What's new

Pâte à choux

Good evening gents. I am making Choux pastry tonight. It will be baked into small puffs for the lady's tea at church tomorrow evening. This is my first time making it and so far it is a breeze. I bounced around the net looking for the definitive choux recipe and they all seem to follow a set ratio of ingredients. Two parts flour, two parts liquid(I used half milk, half water), one part butter, and a pinch of salt. Since this is a dessert I added one tablespoon of sugar as well though classically it does not seem to call for it. Follow this up by adding two eggs for each cup of ingredients including the liquids.

Mixing was easy. Bring the liquid, butter, salt, and sugar to the boil. Add the flour all at once and cook over medium heat till it is well homogenised and making a ball of dough that pulls away from the sides of the saucepan. I cooked mine till I thought it was dry enough. I then transferred it to the Kitchen Aid stand mixer and whipped the devil out of it for a few minutes. This REALLY releases steam and heat from the dough which is good because you are going to add a lot moisture with the eggs. I lightly beat the eggs together in a bowl and added ahem...one at a time. This was the trickiest part for me. It looked a gooey mess and I thought I had surely bollocksed it up. Not to fear. After the last two eggs went in and I increased the speed of the beater it came together nicely. I was using the whisk attachment and the paddle homogenised it much better. It is now sitting in the bowl awaiting the wife's return from the store with a piping bag. I will let you know how they turn out. I love cream puffs and if I am successful then my waistline may take yet another hit.

Regards, Todd
 
I think that you are in trouble Todd :tongue_sm Pate a choux is easy to make and very versatile. The cream puffs alone are worth the trouble. You can also pipe soft ice cream into the puffs instead of cream and then dip the tops in chocolate. You can do savory versions and serve as an appetizer.
 
Nice job on the choux. I use to make this all the time when I graduated Culinary School. It takes a good feel of the ingredients to know when the mix is just right.

Enjoy
 
Well chaps, the choux was a success. Particularly for our new dog. I made up about fifty little puffs Thursday night for the lady's tea on Friday. It went well enough. I piped them out with a bit of trepidation. I had never piped anything before. I used a one gallon plastic bag with a two piece piping spout attached to one corner of it. I suppose it worked correctly since I wound up with more on the baking sheets than my hands or the floor. They baked up well though I thought they were a bit less puffy than I would have liked. No matter. They were done and properly dried with an open door on the oven after baking just to be sure. I placed them in a large cake pan for keeping till Friday so they could be filled with pastry cream. Then the fun began.

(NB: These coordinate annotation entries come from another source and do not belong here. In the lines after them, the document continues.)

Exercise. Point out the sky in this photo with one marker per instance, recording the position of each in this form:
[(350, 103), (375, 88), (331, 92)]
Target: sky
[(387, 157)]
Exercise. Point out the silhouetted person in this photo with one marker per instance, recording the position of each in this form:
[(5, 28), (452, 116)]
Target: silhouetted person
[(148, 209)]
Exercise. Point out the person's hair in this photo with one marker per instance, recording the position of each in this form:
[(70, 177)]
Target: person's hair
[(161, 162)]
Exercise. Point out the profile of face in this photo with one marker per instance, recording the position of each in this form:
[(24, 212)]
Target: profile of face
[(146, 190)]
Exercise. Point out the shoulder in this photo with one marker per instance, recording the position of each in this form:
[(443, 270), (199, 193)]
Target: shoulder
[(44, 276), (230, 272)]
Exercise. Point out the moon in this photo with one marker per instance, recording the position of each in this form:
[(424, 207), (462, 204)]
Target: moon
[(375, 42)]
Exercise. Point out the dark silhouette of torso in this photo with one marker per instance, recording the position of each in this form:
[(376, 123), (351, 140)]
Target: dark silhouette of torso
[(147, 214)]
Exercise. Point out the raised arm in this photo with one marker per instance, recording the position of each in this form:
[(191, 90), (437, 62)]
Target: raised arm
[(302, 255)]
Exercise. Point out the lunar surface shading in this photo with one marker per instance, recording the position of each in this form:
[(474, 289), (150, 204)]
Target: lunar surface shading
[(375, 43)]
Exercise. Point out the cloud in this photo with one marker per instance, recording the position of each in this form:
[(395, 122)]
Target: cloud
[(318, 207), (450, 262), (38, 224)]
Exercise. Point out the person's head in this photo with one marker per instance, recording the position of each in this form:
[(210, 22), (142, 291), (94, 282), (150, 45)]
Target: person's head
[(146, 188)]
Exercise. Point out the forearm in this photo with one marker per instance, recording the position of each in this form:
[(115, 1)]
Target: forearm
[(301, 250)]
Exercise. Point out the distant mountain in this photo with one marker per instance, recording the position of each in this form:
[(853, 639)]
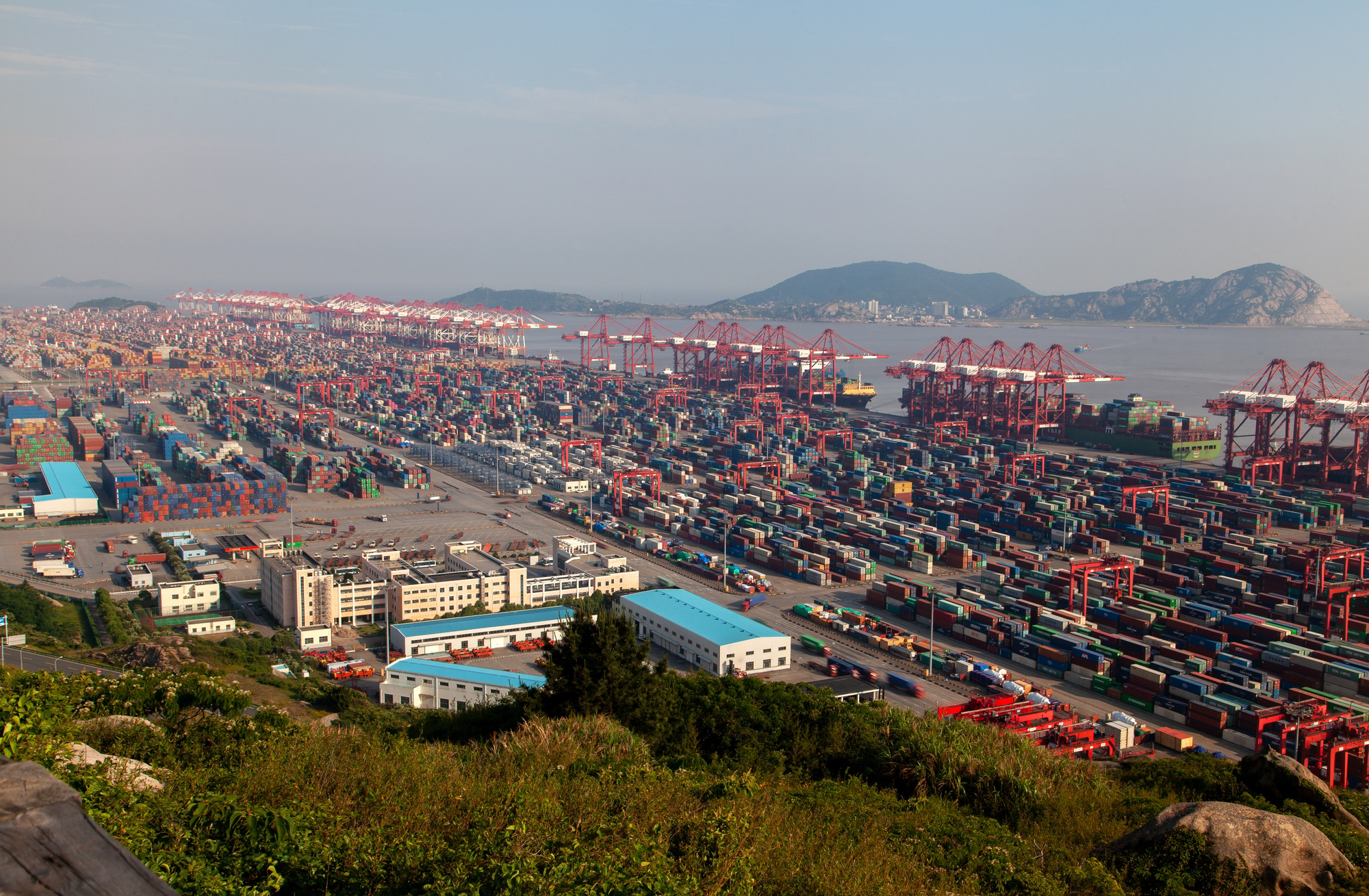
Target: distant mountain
[(1262, 295), (102, 284), (540, 302), (889, 283), (114, 303)]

I came home early on Friday to make the pastry cream and to fill the puffs for the tea. I loosened the cover on the cake pan to allow any residual moisture to evapourate away and went to the store for about thirty minutes to pick up some other items I needed. When I returned I knew something was amiss. The dogs did not greet me when I returned. Hmm. This was certainly unlike them. A quick glance at the table told the tale. The dog, our newest, had gotten on top of it and ate about 75% of the puffs! I was mad enough to spit nickels as my mum used to say. The little blackheart! So it was back to square one. With only a few hours to replace them I hastily mixed up another bunch but added another egg to the mix. I had googled about the puffs not rising as high as I thought they should and a suggestion to add more eggs was gthe consensus. It worked. The new puffs were better than the first bunch and had better colour to boot.

The puffs were a hit at the tea and were all eaten within minutes! I am quite glad they turned out well and I will revisit choux again. I would like to make eclairs and I have a notion I will have to become much better at piping to make that happen.

Regards, Todd
 
Reminds me of one Christmas about 15 years ago. I was making truffles and filled chocolates with cognac and crystallized ginger. I went through the trouble and expense of importing my favorite chocolate in quantity. The dog got on the table and ate about three pounds of Chocolate. I thought I was going to fall directly out of my tree. BTW the negative effects of chocolate on dogs is grossly exaggerated, he was fine.